Did you know it’s pretty common to have an increase in anxiety symptoms during and following the flu? In episode 255, I received a question from a listener struggling with poor sleep, anxiety and panic after recently being ill. In this post, I take a look at why this occurs and what you can do to help get yourself back on track.
Hello sir, I am from India. Recently recovered from flu, after that my sleeping pattern and anxiety killing me…
Feels like gasping for air when i asleep..Too much negative thoughts…Even before, I had bad sleeping pattern.. Waking up in the middle of the night..
Help me sir, From no psychiatrists or psychology in my area…. Still mental health considered as taboo
Thanks for writing in. I’m particularly proud of you for recognizing the need for mental health resources when you don’t have them readily available in your area. I think that it’s pretty common to have an increase in anxiety symptoms during and following a flu. I can imagine that it is probably even worse right now during the COVID-19 pandemic, which is still impacting parts of the world significantly.

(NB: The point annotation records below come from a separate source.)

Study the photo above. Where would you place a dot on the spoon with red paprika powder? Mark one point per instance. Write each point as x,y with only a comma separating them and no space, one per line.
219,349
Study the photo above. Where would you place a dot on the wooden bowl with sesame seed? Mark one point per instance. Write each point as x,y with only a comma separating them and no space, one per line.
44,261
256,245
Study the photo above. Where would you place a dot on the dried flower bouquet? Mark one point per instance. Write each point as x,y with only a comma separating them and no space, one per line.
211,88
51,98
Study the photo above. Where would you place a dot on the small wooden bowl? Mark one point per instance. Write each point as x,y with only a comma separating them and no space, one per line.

It’s interesting that I came across this question this week because I’ve been working on my anxiety workbook and the part that I was working on this Monday was about what we call interoceptive cues. Funny enough, I bash this terminology in my TEDx talk, but a lot of anxiety is due to a process called misattribution of interoceptive cues. I’ll explain what it means, though.

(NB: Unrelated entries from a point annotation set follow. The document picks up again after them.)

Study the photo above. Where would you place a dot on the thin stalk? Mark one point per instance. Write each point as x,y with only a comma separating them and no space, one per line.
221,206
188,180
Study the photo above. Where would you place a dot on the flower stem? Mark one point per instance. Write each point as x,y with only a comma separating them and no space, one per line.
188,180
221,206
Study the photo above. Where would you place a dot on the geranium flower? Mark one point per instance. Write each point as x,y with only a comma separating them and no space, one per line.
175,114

What the heck are interoceptive cues?
If you think about how you felt the night before a very exciting day like a holiday or a birthday etc. The feelings that you had probably were things like jittery anticipation, you may have had predictions and thoughts about what might happen the next day, maybe your heart was racing… all of these things sound pretty similar to anxiety. The thing is, you don’t freak out and get scared of these feelings. You don’t interpret them as anxiety. When you have anxiety, it can be like a giant magnifying glass. Something happens inside your body that is odd, but not dangerous. But your anxiety latches on to it and convinces you that something is really wrong. So when we say interoceptive cues, we mean these signs from inside your body that signal that you are anxious. When we say misattribution, that means you are noticing cues that are normal, but think they are signs of danger or indications that you are having anxiety.
What can I do to help?
There are a few things you can do that might help. First is to build some tolerance for these internal cues. If you google “anxiety induction exercises” or check out my online course, you can find some ideas of ways to do this. For you, the one that comes to mind is breathing through a narrow straw for two minutes at a time. There is something really powerful about inviting anxiety in rather than avoiding it. Avoidance is what makes anxiety bigger. It wants to come in out of nowhere and run the show. If you can summon anxiety and prove to your body that you can actually endure it, you can gain mastery over it. It’s not just a simple once-and-done situation. But over time, if you can stop letting anxiety derail you and stop you, you will eventually become more tolerant to those cues and experience less anxiety overall. Anxiety itself cannot hurt you. Even if you have a full-blown panic attack in the middle of the night. It sucks. It feels terrible, but it won’t hurt you.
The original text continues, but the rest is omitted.